Loperamide hydrochloride capsules are contraindicated in pediatric patients less than 2 years of age due to the risks of respiratory depression and serious cardiac adverse reactions. Avoid loperamide hydrochloride capsules dosages higher than recommended in adults and pediatric patients 2 years of age and older due to the risk of serious cardiac adverse reactions (see DOSAGE AND ADMINISTRATION and OVERDOSAGE).
Avoid loperamide hydrochloride capsules in:
Fluid and electrolyte depletion often occur in patients who have diarrhea. In such cases, administration of appropriate fluid and electrolytes is very important. The use of loperamide hydrochloride capsules does not preclude the need for appropriate fluid and electrolyte therapy.
In general, loperamide hydrochloride capsules should not be used when inhibition of peristalsis is to be avoided due to the possible risk of significant sequelae including ileus, megacolon and toxic megacolon. Loperamide hydrochloride capsules must be discontinued promptly when constipation, abdominal distention or ileus develop.
Treatment of diarrhea with loperamide hydrochloride capsules is only symptomatic. Whenever an underlying etiology can be determined, specific treatment should be given when appropriate (or when indicated).
Patients with AIDS treated with loperamide hydrochloride capsules for diarrhea should have therapy stopped at the earliest signs of abdominal distention. There have been isolated reports of toxic megacolon in AIDS patients with infectious colitis from both viral and bacterial pathogens treated with loperamide hydrochloride.

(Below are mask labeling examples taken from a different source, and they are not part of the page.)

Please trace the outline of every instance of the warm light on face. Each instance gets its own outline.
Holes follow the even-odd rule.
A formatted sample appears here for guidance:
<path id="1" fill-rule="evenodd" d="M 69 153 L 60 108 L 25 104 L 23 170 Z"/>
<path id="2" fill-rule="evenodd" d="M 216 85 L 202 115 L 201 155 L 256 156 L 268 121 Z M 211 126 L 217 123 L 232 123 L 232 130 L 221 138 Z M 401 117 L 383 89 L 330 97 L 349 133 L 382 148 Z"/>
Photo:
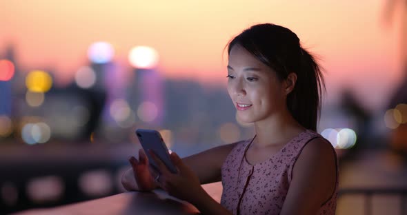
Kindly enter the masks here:
<path id="1" fill-rule="evenodd" d="M 106 42 L 96 42 L 88 49 L 88 57 L 95 63 L 106 63 L 112 60 L 115 50 L 112 45 Z"/>
<path id="2" fill-rule="evenodd" d="M 52 78 L 46 72 L 34 70 L 28 73 L 26 77 L 26 85 L 30 91 L 46 92 L 52 85 Z"/>
<path id="3" fill-rule="evenodd" d="M 14 63 L 8 60 L 0 60 L 0 81 L 10 81 L 14 73 Z"/>
<path id="4" fill-rule="evenodd" d="M 158 53 L 155 50 L 147 46 L 133 48 L 128 54 L 130 63 L 136 68 L 151 69 L 158 63 Z"/>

Loperamide hydrochloride capsules should be used with special caution in pediatric patients because of the greater variability of response in this age group. Dehydration, particularly in pediatric patients less than 6 years of age, may further influence the variability of response to loperamide hydrochloride capsules. Loperamide hydrochloride capsules are contraindicated in pediatric patients less than 2 years of age due to the risks of respiratory depression and serious cardiac adverse reactions.
Extremely rare allergic reactions including anaphylaxis and anaphylactic shock have been reported.
The effects of hepatic impairment on the pharmacokinetics of loperamide have not been studied. Use loperamide hydrochloride capsules with caution in such patients because the systemic exposure to loperamide may be increased due to reduced metabolism. Monitor patients with hepatic impairment closely for signs of central nervous system (CNS) toxicity.
No pharmacokinetic data are available in patients with renal impairment. Since it has been reported that the majority of the drug is metabolized and metabolites or the unchanged drug are excreted mainly in the feces, dosage adjustments in patients with renal impairment are not required.
No formal studies have been conducted to evaluate the pharmacokinetics of loperamide in elderly subjects. However, in two studies that enrolled elderly patients, there were no major differences in the drug disposition in elderly patients with diarrhea relative to young patients.
In general, elderly patients may be more susceptible to drug-associated effects on the QT interval. Avoid loperamide hydrochloride capsules in elderly patients taking drugs that can result in prolongation of the QT interval (for example, Class IA or III antiarrhythmics) or in patients with risk factors for Torsades de Pointes (see WARNINGS).
Advise patients:
Concomitant use of loperamide hydrochloride capsules with inhibitors of CYP3A4 (e.g., itraconazole) or CYP2C8 (e.g., gemfibrozil) or inhibitors of P-glycoprotein (e.g., quinidine, ritonavir) can increase exposure to loperamide. The increased systemic exposure to loperamide may increase a risk for cardiac adverse reactions especially in patients who are taking multiple CYP enzyme inhibitors, or in patients with underlying cardiac conditions (see WARNINGS). Monitor patients for cardiac adverse reactions.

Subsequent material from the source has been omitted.